Weighted correlation analysis in general and WGCNA in particular can be applied to many problems and data sets, but certainly not to all. To set the terminology straight, recall that, in a correlation network, the each node represents a variable (feature), and links represent, possibly transformed, correlations among the variables. Although one could construct the network just for the sake of the network, more commonly the networks are used to study which variables (and which groups or “modules” of variables) are likely to be important for a property of the system that is represented by the network.
Correlation network analysis makes a few important assumptions about the system and properties one wants to study:
- Collective behaviour of multiple nodes in the network should be relevant for the property one wants to study. This is in some ways the most important assumption. Network analysis is about studying the collective behaviour and interplay of nodes; if these are irrelevant for the property one is interested in, network analysis will be of little help.

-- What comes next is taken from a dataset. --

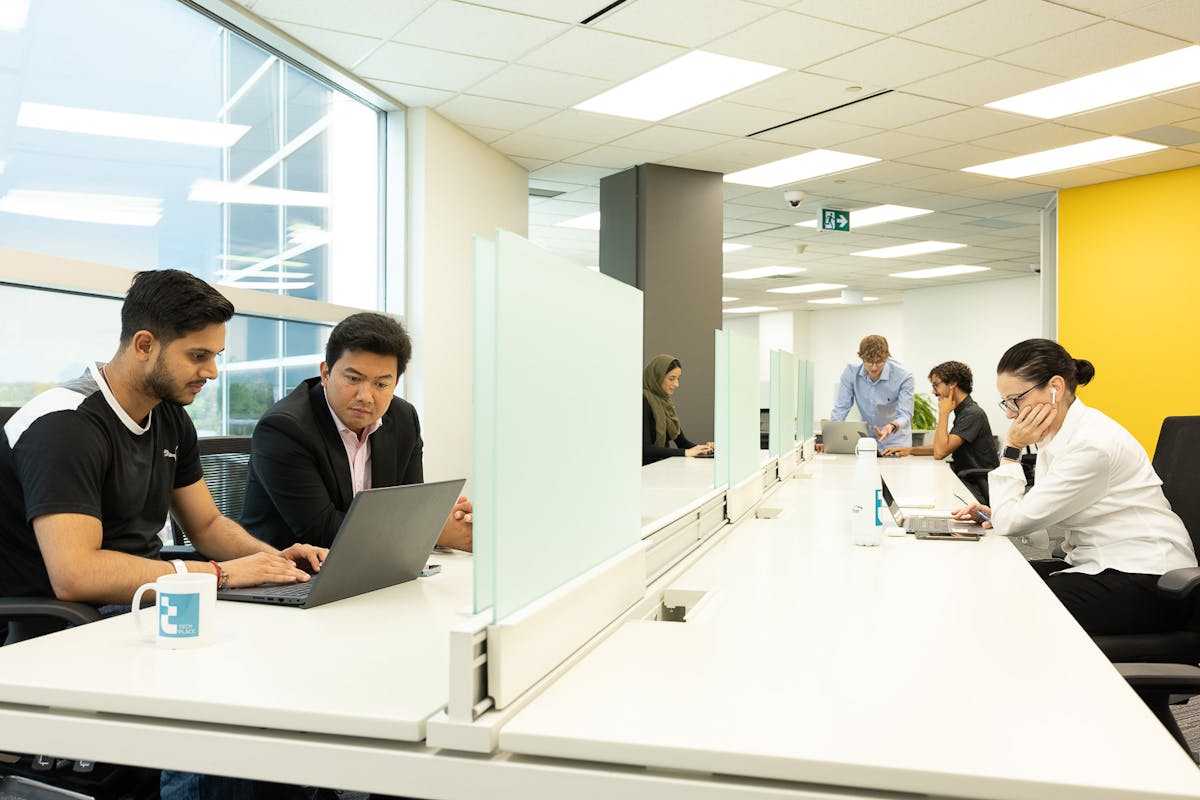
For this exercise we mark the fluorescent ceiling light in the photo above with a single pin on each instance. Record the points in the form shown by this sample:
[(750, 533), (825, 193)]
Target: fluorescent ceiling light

- Correlations should reflect functional relationships, at least to some degree. Correlation networks are based on correlations of the network nodes (variables); it is assumed that these correlations at least partially reflect functional relationships. For example, in gene co-expression and co-methylation networks, functionally related genes are often but not always correlated. However, correlation can also be caused by technical artifacts such as batch effects or poor normalization. For certain data types, correlations reflect inherent relationships but those relationships are not interesting — for example, genotype SNP markers are usually strongly correlated with other nearby SNPs because of linkage disequilibrium, not because of functional relationships.
- Functional relationships reflected in the correlations should be relevant for the property one wants to study. This may seem a bit redundant, but bear with me. Since correlation networks are (usually) constructed from data without regard to a particular property (technically, they are built in an unsupervised manner), the correlations will reflect the largest drivers of variability in the network node variables. If these drivers are unrelated to the property, the network analysis may find beautiful, functionally coherent and meaningful network modules that are nevertheless entirely useless for the studied property. A somewhat contrived example would be a gene expression study of a disease across several different tissues (say liver, muscle and fat tissue). Were one to combine the data from different tissues into a single data set and run a network analysis on it, the modules will mainly correspond to different tissues or perhaps major cell types. This makes biological sense and may even allow to classify previously unstudied genes in terms of their expression across tissues, but will likely provide no information about the disease.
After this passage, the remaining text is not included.